Fragebogen der JU Maingau zur Bundestagswahlwahl 2009




Weshalb und wann haben Sie angefangen, Politik zu machen? Wie kam es zu dieser Kandidatur?

1993 kam ich in die (aktive) Politik. Ich hatte immer schon gerne gesellschaftliche Aufgaben übernommen. Von der Familie kam das politische Interesse hinzu. Über all die Jahre gab es auch immer wieder Menschen, die mich in meinem weiteren Werdegang motivierten und unterstützten.

Was ist Ihr Traumberuf?
Ein Beruf mit einem Höchstmaß an Flexibilität und immer neuen Herausforderungen = der, den ich augenblicklich ausübe.

Was ist für Sie „typisch christdemokratisch“?
Die Orientierung am christlichen Menschenbild, geprägt von freiheitlichen Grundwerten und dem Respekt vor der Leistung des Einzelnen.

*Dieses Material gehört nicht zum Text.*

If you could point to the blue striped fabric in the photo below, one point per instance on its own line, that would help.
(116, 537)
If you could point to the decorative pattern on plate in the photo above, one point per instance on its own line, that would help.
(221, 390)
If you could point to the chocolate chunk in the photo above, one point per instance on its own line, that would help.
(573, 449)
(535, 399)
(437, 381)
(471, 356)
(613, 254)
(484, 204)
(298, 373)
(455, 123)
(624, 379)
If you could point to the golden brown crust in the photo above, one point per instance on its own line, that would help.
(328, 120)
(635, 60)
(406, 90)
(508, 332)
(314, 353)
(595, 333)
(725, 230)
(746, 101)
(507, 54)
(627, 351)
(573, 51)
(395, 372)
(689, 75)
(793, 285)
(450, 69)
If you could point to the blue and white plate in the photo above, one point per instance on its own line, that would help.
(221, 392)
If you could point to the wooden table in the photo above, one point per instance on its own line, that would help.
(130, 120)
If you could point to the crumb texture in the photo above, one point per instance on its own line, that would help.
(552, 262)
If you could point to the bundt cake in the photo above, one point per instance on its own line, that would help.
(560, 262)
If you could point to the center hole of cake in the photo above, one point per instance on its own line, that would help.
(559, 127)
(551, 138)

Was sagen Sie einem jungen Menschen, der Politik „scheiße“ findet?
Mitmachen statt meckern! Jeder hat Möglichkeiten, sein Leben und sein Umfeld mit zu gestalten; die Demokratie lebt nicht vom rücksichtlosen und gleichgültigen Ausnutzen individueller Freiheiten, sondern vom verantwortungsvollen, engagierten Gestalten.

Diskutieren Sie zu Hause politische Fragen?
Ja, das Interesse war und ist am sprichwörtlichen „Tisch zu Hause“ immer groß gewesen. (Durch mein Mandat wurde es natürlich noch etwas größer…..)

Was ist für Sie das größte Unglück?
Der Verlust eines lieben Menschen.

Was ist für Sie das vollkommene irdische Glück?
Harmonie im Kreises der Familie und guter Freunde, eine friedliche Welt – und: ein Höchstmaß an Gesundheit !

Welche Fehler entschuldigen Sie am ehesten?
Diejenigen, die entstanden sind durch Handlungen, die aber gut gemeint waren.

Worauf wollen Sie im Leben nie verzichten?
Auf die notwendige Gelassenheit, auch schwierigen Situationen gut und richtig zu begegnen.

Was ist Ihr Lebensmotto?
Denke nicht sofort an das, was Dir fehlt, sonder an das, was Du hast (Marc Aurel)

Ihre Lieblingsgestalt in der Geschichte?
Otto von Bismarck

Ihre Lieblingsbeschäftigung?
Spaziergänge im Wald und über die Felder

Ihr Lieblingsbuch?
Paulo Coelho „Der Alchimist“

Ihr Lieblingslied?
Ich habe keines, „singe“ aber gerne schon mal bekannte Schlager im Auto mit (natürlich nur ohne Beifahrer!)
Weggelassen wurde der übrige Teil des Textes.